Pensare diversamente per salvare la biodiversità: ecco Planet4B

L’università di Pisa partner del progetto Ue che vuole rivoluzionare i processi decisionali per difendere il pianeta

[13 Febbraio 2023]

L’obiettivo del progetto europeo “Understanding Plural values, intersectionality, Leverage points, Attitudes, Norms, Behaviour and Social Learning in Transformation for Biodiversity decision making” (Planet4B), partito, ufficialmente, nel dicembre 2022 e finanziato con fondi Horizon 2022. è molto ambizioso: «Intervenire sui processi decisionali per salvaguardare la biodiversità».  Assolutamente innovativo il metodo adottato dai ricercatori del progetto: «Sfruttando l’approccio della cosiddetta ricerca-azione, pensato proprio per comprendere le problematiche esistenti in specifici contesti attraverso la condivisione dei saperi del ricercatore e degli attori sociali coinvolti, i ricercatori produrranno, entro il 2025, un quadro applicativo transdisciplinare che permetta di sviluppare una governance efficace ed efficiente per la politica, le imprese e la società civile».

Per farlo, Planet4B parte  dall’analisi delle attuali teorie multidisciplinari sul comportamento, dei metodi e delle buone pratiche applicabili ai comportamenti e ai processi decisionali che impattano sulla biodiversità. Verranno anche tenuti in grande sconsiderazione fattori – spesso trascurati – come il genere, la religione, l’etnia, l’età, la cultura o la disabilità, così da capire come questi influenzino le decisioni individuali e di comunità e la loro sostenibilità ambientale.

Successivamente verranno valutati, sugli 11 casi-studio del progetto, i principali metodi di trasformazione comportamentale, dai giochi esperienziali alle attività creative e deliberative, così da testarne l’effettiva applicabilità ed efficacia.

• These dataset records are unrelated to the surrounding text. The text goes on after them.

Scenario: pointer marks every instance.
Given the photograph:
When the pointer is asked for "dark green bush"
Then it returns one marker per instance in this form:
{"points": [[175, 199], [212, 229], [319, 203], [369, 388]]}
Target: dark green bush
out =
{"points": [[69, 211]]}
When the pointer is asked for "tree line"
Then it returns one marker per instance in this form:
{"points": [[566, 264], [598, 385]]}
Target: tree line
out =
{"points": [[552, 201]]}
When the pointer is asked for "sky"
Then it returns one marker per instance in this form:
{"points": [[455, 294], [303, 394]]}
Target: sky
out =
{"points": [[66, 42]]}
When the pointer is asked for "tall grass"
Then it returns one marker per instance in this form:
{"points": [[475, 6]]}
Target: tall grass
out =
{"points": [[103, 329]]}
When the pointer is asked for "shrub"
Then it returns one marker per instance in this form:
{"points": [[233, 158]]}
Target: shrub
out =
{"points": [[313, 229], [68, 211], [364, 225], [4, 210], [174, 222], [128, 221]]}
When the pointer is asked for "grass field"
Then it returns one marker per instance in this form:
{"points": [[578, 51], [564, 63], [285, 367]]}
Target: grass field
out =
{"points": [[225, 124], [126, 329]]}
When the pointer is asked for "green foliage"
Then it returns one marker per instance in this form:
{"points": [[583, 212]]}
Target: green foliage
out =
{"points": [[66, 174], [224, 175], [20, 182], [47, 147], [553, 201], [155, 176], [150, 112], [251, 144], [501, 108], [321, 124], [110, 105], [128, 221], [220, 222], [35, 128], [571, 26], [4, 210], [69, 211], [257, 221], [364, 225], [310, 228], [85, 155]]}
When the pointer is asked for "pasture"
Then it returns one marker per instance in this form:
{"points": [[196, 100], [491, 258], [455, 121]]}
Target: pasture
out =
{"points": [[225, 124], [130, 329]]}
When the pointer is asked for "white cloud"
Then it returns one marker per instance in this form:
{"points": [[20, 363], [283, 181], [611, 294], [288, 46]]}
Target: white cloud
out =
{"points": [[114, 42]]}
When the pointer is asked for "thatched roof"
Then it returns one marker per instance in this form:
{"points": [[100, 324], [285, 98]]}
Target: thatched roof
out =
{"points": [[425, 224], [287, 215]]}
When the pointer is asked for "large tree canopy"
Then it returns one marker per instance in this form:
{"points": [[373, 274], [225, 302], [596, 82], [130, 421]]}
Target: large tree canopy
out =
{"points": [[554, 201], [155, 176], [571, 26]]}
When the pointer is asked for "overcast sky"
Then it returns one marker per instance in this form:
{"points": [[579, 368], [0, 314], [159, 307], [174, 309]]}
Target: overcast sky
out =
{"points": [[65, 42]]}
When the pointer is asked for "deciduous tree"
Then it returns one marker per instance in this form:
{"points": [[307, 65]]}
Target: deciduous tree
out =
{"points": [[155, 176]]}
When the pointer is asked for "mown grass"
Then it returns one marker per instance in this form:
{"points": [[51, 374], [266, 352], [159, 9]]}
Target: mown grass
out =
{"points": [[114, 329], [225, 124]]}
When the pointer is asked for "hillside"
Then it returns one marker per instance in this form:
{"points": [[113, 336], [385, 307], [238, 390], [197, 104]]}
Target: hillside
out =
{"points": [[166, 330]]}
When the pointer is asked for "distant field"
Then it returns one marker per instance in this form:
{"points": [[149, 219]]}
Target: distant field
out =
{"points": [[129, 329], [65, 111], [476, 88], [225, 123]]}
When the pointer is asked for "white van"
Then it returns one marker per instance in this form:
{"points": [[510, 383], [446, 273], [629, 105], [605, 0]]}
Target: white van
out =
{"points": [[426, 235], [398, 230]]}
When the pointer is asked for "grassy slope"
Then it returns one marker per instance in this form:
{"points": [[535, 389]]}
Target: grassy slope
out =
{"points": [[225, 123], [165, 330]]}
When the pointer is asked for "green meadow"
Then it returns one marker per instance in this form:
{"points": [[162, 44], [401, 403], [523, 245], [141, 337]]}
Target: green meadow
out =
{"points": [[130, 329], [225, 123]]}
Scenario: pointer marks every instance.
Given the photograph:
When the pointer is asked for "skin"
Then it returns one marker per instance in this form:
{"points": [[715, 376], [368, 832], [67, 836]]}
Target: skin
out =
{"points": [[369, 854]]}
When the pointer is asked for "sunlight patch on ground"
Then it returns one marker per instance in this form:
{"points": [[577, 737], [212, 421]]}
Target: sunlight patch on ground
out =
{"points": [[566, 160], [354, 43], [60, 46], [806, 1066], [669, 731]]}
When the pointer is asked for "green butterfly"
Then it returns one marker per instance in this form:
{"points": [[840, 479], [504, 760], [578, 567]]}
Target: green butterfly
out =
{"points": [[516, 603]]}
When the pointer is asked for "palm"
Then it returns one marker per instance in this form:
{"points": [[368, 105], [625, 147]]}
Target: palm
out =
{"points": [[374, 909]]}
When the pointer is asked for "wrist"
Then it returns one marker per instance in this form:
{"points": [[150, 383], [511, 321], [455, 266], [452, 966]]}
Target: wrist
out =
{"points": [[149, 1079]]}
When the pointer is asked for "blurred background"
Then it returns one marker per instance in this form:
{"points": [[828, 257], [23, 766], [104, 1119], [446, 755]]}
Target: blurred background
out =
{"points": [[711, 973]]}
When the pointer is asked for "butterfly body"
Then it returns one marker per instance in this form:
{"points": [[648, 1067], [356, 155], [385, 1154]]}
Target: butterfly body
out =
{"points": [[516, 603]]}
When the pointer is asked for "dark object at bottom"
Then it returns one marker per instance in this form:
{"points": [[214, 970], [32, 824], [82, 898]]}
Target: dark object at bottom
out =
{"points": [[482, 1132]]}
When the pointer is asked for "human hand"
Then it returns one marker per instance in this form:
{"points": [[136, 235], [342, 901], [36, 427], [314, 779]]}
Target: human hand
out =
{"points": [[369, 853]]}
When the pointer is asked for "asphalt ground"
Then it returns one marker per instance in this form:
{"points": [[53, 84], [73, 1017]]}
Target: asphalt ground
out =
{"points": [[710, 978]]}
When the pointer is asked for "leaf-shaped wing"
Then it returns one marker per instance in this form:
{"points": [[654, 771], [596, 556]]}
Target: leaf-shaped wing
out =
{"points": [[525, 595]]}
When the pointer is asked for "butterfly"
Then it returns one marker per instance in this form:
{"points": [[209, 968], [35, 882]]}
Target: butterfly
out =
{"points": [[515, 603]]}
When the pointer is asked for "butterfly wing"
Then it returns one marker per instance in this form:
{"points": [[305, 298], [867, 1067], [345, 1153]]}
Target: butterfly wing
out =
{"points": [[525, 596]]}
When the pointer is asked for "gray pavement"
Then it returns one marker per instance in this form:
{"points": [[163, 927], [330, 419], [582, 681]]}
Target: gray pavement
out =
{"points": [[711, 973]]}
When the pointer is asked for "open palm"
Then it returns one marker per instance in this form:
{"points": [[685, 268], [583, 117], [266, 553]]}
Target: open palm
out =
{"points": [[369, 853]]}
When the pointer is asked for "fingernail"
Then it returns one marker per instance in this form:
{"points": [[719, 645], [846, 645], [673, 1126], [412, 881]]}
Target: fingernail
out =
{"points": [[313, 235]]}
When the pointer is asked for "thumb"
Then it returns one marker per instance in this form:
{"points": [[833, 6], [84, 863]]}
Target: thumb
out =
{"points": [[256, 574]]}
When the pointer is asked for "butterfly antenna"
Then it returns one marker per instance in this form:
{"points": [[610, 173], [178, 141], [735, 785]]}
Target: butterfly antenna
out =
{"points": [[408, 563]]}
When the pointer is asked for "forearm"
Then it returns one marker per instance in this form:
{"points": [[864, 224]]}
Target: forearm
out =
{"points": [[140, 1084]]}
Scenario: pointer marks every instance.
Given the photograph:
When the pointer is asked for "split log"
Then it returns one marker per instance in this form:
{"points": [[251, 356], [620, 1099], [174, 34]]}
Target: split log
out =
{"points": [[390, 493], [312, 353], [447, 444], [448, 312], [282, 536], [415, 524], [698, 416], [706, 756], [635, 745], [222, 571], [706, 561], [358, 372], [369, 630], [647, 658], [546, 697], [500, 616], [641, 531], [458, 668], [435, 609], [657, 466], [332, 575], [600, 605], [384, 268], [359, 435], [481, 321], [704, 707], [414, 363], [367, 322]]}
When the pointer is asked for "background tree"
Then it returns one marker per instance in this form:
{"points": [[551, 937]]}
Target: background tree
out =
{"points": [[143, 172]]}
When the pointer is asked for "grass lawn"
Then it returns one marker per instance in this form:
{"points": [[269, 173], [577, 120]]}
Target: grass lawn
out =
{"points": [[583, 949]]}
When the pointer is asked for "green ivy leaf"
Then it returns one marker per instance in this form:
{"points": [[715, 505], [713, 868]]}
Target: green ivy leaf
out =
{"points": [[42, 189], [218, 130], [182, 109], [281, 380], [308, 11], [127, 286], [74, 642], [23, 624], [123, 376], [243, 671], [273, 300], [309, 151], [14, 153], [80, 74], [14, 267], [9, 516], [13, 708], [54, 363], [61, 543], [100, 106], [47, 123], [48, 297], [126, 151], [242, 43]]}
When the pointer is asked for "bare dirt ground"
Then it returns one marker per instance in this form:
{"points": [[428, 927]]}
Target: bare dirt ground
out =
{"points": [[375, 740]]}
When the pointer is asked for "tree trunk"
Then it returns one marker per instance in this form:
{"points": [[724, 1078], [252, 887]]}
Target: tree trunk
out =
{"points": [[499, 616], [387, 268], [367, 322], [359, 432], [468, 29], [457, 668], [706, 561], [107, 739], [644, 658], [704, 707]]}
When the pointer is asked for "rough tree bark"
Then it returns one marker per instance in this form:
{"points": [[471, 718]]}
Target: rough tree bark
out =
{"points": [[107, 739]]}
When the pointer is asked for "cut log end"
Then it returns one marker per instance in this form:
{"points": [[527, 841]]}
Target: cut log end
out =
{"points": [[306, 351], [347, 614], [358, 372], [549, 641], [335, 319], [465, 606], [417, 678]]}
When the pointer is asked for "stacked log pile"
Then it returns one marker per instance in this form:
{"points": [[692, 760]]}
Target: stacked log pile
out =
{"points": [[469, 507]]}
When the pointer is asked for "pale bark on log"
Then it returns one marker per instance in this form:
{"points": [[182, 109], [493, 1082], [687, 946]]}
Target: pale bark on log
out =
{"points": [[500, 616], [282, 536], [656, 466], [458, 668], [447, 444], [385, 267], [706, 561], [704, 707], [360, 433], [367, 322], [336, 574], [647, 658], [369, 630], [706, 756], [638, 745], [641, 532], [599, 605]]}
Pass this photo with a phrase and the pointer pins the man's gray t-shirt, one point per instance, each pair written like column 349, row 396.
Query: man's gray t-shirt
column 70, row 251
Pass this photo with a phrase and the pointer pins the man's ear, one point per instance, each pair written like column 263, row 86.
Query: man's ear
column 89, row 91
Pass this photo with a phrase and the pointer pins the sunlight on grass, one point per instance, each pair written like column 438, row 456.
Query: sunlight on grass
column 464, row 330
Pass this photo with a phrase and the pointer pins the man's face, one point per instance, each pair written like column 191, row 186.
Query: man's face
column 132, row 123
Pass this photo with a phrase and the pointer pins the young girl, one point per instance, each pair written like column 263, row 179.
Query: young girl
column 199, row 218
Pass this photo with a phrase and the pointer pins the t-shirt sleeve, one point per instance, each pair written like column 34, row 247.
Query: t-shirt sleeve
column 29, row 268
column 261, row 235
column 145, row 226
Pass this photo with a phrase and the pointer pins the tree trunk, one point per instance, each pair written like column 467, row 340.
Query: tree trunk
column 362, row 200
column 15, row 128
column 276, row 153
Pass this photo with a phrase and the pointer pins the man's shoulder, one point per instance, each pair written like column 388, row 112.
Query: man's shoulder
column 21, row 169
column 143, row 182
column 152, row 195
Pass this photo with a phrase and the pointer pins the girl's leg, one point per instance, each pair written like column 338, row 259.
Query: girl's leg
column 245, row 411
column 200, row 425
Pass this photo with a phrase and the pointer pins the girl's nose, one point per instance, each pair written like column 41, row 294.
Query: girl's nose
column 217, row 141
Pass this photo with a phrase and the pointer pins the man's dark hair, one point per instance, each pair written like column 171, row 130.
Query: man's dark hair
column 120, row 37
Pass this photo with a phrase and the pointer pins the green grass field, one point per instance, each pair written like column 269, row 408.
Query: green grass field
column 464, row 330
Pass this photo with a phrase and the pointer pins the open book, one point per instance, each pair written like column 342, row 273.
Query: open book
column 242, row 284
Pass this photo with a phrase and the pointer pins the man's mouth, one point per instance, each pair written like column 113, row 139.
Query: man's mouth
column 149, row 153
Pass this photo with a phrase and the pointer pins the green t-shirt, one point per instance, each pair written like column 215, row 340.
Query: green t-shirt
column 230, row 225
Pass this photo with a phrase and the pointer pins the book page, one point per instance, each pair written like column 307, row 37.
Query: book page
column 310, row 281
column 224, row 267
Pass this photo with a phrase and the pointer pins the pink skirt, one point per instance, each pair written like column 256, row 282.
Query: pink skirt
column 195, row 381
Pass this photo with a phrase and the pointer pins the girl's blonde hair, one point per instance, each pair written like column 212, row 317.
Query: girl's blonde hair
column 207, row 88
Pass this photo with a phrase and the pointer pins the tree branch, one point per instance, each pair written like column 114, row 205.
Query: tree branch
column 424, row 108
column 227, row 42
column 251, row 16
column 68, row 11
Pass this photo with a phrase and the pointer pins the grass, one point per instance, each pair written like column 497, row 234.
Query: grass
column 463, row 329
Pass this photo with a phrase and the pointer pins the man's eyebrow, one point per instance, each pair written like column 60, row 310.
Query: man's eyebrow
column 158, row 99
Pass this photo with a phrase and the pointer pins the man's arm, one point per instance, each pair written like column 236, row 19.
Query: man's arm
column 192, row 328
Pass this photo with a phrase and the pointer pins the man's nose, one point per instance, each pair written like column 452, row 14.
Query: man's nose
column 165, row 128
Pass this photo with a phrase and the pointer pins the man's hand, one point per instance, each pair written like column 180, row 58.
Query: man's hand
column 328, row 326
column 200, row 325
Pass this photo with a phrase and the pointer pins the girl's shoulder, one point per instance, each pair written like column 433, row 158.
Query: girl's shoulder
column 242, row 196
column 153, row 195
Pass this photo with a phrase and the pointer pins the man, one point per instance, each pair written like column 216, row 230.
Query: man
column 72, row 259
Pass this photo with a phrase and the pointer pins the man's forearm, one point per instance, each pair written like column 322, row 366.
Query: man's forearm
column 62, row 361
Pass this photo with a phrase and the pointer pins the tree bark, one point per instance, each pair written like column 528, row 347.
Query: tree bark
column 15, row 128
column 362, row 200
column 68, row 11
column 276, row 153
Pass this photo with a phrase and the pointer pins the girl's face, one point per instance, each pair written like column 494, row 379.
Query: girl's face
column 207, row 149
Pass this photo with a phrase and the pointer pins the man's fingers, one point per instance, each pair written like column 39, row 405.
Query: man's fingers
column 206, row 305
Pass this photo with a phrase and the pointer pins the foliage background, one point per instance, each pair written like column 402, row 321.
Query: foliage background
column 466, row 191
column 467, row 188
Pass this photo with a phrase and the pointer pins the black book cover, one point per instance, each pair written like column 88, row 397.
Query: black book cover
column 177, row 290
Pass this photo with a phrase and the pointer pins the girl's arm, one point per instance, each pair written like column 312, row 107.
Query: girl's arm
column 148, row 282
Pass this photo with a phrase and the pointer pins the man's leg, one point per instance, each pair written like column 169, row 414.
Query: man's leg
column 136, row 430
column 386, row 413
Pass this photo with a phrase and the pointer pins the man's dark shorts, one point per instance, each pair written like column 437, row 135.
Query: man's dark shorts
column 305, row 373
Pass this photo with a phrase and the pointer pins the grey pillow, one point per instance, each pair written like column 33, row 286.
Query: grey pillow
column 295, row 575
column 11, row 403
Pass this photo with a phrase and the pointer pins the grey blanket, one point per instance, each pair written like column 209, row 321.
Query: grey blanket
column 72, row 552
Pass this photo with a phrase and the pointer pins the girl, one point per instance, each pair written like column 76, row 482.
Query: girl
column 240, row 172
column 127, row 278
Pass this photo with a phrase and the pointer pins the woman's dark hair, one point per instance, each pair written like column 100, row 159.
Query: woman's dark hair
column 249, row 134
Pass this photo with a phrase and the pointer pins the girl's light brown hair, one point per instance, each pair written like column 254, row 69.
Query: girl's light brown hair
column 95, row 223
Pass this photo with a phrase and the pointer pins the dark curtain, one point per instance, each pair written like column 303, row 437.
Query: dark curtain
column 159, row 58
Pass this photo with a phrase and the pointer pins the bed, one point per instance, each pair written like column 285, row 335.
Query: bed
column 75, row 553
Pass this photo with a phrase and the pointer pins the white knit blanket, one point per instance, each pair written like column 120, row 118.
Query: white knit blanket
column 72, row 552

Si tratta di un progetto al quale l’università di Pisa – unico partner italiano su 16 partecipanti – contribuisce con uno studio sul settore moda, che vede coinvolti il Dipartimento di Scienze Politiche e il gruppo di ricerca Pisa Agricultural Economics – (PAGE) del Dipartimento di Scienze Agrarie, Alimentari e Agro-ambientali, assieme al CISP – Centro Interdisciplinare Scienza per la Pace. L’industria tessile e della moda ha un impatto fortissimo sulla biodiversità lungo tutta la sua catena: produzione, lavorazione, uso e fine vita dei prodotti. «La produzione di materie prime, come cotone, viscosa, lana, gomma o cuoio, ad esempio, è caratterizzata da un uso intensivo di pesticidi e insetticidi e da un grande consumo di acqua – sottolineano all’UniPi – Basti pensare che 1 kg di cotone richiede tra 10.000 e 20.000 litri di acqua per essere prodotto. Mentre la fase di lavorazione è responsabile del 20% dell’inquinamento idrico mondiale e si colloca al quarto posto per produzione di CO2. Non da meno è, poi, l’impatto dei prodotti tessili e della moda al termine della loro vita, con il 73% dei tessuti che finisce bruciato o in discarica, rilasciando inquinanti che influenzando negativamente la biodiversità e il clima. Alla base di questo contributo negativo delle industrie tessili e della moda alla perdita di biodiversità, le nostre decisioni di produttori e consumatori, per modificare le quali è fondamentale avere una comprensione più profonda di come la società civile guardi alla biodiversità – termine spesso abusato e utilizzato in modo improprio – e di quali siano i fattori che influenzano le scelte di ognuno di noi, ad esempio, nell’acquisto di vestiario, borse o accessori.

Daniele Vergamini, ricercatore del gruppo PAGE, conclude: «L’importanza di questo progetto sta nell’approccio con cui il tema della difesa della biodiversità verrà affrontato. Invece di concertarsi sui processi di produzione e sui prodotti, Planet4B vuole intervenire, infatti, sul piano delle decisioni: quelle politiche e aziendali, ma anche quelle che ciascuno di noi prende, ogni giorno, a livello personale. Questo con l’obiettivo di trovare le leve giuste per innescare un cambiamento nell’impostazione mentale della società, sia sul fronte della produzione che dei consumi, che ci permetta di dar vita, concretamente, a quel nuovo paradigma di sviluppo che da anni viene invocato, ma che ancora non è stato realizzato».